Ranked by assets alone, says Hammond, the magnitude of bankruptcies this year has already surpassed that of 2008. And that’s not including what could happen when the government’s Paycheck Protection Program, which aims to keep small businesses up and running with loans that can be converted to grants if certain terms are met, runs out.
The largest Chapter 11 bankruptcy so far has been that of car-rental company Hertz. Unable to hold on after the travel industry effectively hit the brakes, the company is now selling off much of its fleet in a bid to meet demands from creditors. Others in sectors ranging from oil and gas, to retail, to aviation have similarly suffered in navigating the pandemic.

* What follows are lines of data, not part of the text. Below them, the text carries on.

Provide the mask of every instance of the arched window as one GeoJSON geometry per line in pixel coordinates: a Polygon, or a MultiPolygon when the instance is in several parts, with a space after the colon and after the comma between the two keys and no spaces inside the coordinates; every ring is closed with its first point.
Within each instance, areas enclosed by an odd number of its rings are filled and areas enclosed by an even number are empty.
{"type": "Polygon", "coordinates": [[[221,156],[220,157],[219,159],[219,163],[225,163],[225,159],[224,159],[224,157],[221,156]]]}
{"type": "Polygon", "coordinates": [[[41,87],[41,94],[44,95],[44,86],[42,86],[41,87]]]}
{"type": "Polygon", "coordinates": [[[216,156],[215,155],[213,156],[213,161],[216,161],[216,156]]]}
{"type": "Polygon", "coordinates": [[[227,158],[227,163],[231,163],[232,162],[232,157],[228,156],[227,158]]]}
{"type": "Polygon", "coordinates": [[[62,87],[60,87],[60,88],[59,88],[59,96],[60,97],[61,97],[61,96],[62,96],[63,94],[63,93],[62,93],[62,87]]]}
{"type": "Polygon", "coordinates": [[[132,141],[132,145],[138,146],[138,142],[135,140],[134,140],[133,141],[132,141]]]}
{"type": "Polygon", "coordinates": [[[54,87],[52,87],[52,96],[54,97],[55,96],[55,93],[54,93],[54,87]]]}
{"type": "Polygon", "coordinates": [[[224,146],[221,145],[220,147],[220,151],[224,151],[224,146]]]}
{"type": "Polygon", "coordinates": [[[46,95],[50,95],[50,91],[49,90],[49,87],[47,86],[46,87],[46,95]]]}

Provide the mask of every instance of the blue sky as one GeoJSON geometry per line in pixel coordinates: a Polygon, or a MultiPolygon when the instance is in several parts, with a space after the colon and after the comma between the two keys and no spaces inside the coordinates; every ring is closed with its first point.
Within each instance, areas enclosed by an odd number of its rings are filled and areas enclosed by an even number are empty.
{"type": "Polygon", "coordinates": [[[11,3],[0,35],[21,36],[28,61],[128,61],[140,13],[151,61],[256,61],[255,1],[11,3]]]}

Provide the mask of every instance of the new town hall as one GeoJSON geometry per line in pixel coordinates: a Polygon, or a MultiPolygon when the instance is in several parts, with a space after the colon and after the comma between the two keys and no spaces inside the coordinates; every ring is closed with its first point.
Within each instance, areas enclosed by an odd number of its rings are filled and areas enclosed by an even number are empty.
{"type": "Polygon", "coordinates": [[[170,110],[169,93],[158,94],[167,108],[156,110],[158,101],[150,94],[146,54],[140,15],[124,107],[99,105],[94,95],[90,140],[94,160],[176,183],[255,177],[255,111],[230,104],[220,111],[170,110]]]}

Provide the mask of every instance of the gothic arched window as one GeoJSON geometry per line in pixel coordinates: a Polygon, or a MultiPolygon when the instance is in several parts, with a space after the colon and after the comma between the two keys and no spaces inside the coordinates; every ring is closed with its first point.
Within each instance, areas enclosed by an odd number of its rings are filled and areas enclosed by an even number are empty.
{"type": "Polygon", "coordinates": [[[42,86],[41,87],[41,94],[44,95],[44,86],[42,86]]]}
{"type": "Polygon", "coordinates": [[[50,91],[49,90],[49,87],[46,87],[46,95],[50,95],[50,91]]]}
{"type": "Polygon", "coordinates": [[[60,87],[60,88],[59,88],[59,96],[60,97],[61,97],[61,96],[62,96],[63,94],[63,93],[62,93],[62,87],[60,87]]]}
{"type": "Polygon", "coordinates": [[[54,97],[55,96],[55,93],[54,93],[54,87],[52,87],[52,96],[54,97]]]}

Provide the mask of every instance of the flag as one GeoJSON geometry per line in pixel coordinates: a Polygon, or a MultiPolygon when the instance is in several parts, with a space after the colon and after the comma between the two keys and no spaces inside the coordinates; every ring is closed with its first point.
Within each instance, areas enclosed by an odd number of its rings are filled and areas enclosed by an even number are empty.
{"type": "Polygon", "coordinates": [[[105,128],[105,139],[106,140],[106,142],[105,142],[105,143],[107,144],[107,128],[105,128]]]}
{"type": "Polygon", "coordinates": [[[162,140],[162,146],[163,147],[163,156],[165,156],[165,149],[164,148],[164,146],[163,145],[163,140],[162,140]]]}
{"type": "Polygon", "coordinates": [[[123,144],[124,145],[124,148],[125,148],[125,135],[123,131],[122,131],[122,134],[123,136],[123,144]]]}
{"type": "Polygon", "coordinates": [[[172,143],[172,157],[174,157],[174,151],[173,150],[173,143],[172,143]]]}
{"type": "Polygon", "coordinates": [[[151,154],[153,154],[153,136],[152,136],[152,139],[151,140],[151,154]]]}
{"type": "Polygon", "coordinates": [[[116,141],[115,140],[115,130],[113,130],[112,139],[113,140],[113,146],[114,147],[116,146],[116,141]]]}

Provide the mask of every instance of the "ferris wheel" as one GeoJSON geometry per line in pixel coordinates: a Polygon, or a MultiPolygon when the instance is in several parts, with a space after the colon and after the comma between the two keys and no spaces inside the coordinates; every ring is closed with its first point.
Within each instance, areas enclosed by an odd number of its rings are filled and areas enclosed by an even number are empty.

Editor’s note: Chesapeake Energy, an oil and gas company, filed for bankruptcy protection on Sunday. With assets of roughly $16.2 billion and liabilities of $11.8 billion, the filing represents the fourth-largest bankruptcy by assets so far in 2020, above that of Intelsat.
Notably, a Chapter 11 bankruptcy filing means a company is struggling, but doesn’t mean that it will cease operating.
“You have an enormous pile of corporate debt that has been accumulating, which the debt and restructuring world had been concerned about for a couple of years. And all of a sudden, in the space of almost no time at all, investors are asking questions about the ability to service debt,” says Hammond. “[From] 2008 to 2009 was a financial crisis. This is now everywhere.”
By sheer number of bankruptcies, restaurants have been the hardest hit, per rankings from BankruptcyData. Recently, CEC, the company behind restaurant and entertainment venue, Chuck E. Cheese, closed down locations and filed for bankruptcy protection as the coronavirus shuttered restaurants and challenged live-events companies.
Even as the U.S. reopens, Hammond is not optimistic. Bankruptcy filings, he notes, are a lagging indicator. Now, he says, “we are at the waterfall.”